Even with all the chatter about the decline of the (paper) publishing industry, I try to keep my focus on my work and my energy on the positive-thinking side of the game.  But, of course, the hits just keep on coming.  Check out the latest on the Dystel & Goderich blog.  Here’s an article about it.

Y’all know I’m more a fan of the Used Book Store, but I also spend my fair share of minutes wandering about the local Borders.  It’s right down the street.  I can ride my bike there, or walk my dog and leave her at the bike rack, while I grab a $3 latte and meander around the shelves of new books.  Ahhhhh, the fresh smell of new paper.  I would miss them if they went away.


4 thoughts on “Sifting through Borders

  1. lisahgolden

    I love book stores and would like to spend more time in them.

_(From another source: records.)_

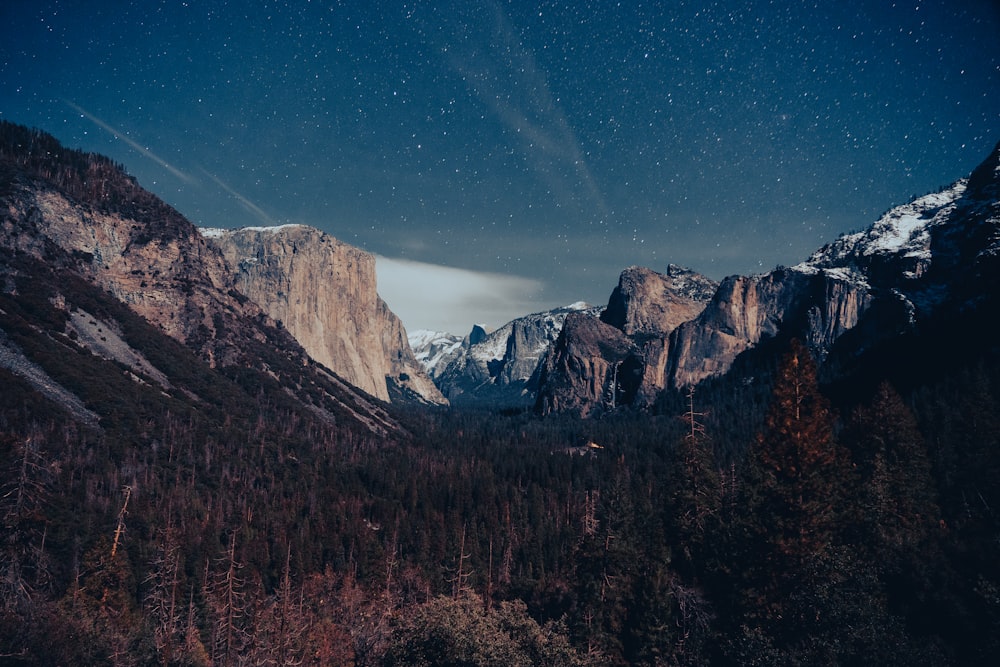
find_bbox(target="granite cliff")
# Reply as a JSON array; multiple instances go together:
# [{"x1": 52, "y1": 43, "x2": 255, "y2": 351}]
[
  {"x1": 434, "y1": 303, "x2": 598, "y2": 405},
  {"x1": 533, "y1": 265, "x2": 717, "y2": 415},
  {"x1": 202, "y1": 225, "x2": 446, "y2": 404},
  {"x1": 537, "y1": 145, "x2": 1000, "y2": 414}
]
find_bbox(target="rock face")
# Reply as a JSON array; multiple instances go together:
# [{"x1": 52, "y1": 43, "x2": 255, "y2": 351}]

It’s one of those things you don’t think about until they’re hard to come by. When we decided to move to the middle of nowhere, it didn’t occur to me how much I’d miss being able to pop over to this store or that.

    Here’s good news. I just saw on Twitter that an all poetry book store had opened in Denver, I believe.

  2. amyg

    i may be in denial, but i’m wrapping this one up as simply a business that didn’t know how to take care of business. B&N wins because it is better at catering to everybody including the nonreaders or casual book buyers (as opposed to book buyers like me who are a bit more hardcore with their book buying habits in the way that Scott Weiland is more hardcore with his drug taking habits). in the same vein, i think that many independent bookstores will be able to win that: 1.) cater to the book buyers like me, and 2.) are located in cities that can support such markets.

    again, this is mostly likely me, a-wannabe-bestselling-author-who-makes-millions-writing-and-selling-traditional-books-printed-on-real-paper-bound-between-two-hardcovers-with-my-face-and-a-quick-paragraph-summing-up-my-writing-career-on-the-back-flap, IN COMPLETE DENIAL.

  3. Teri Post author

    Definitely a business-model and management problem for Borders, but geez … like there aren’t already enough problems in Book Land.

  4. glasseye

    This is depressing as hell, given how much time I spend at my local Borders. While I’m fine – more than fine – with ebooks, I love having a place to go and hang out and kill a few hours surrounded by the real thing. I hope Borders pulls itself together.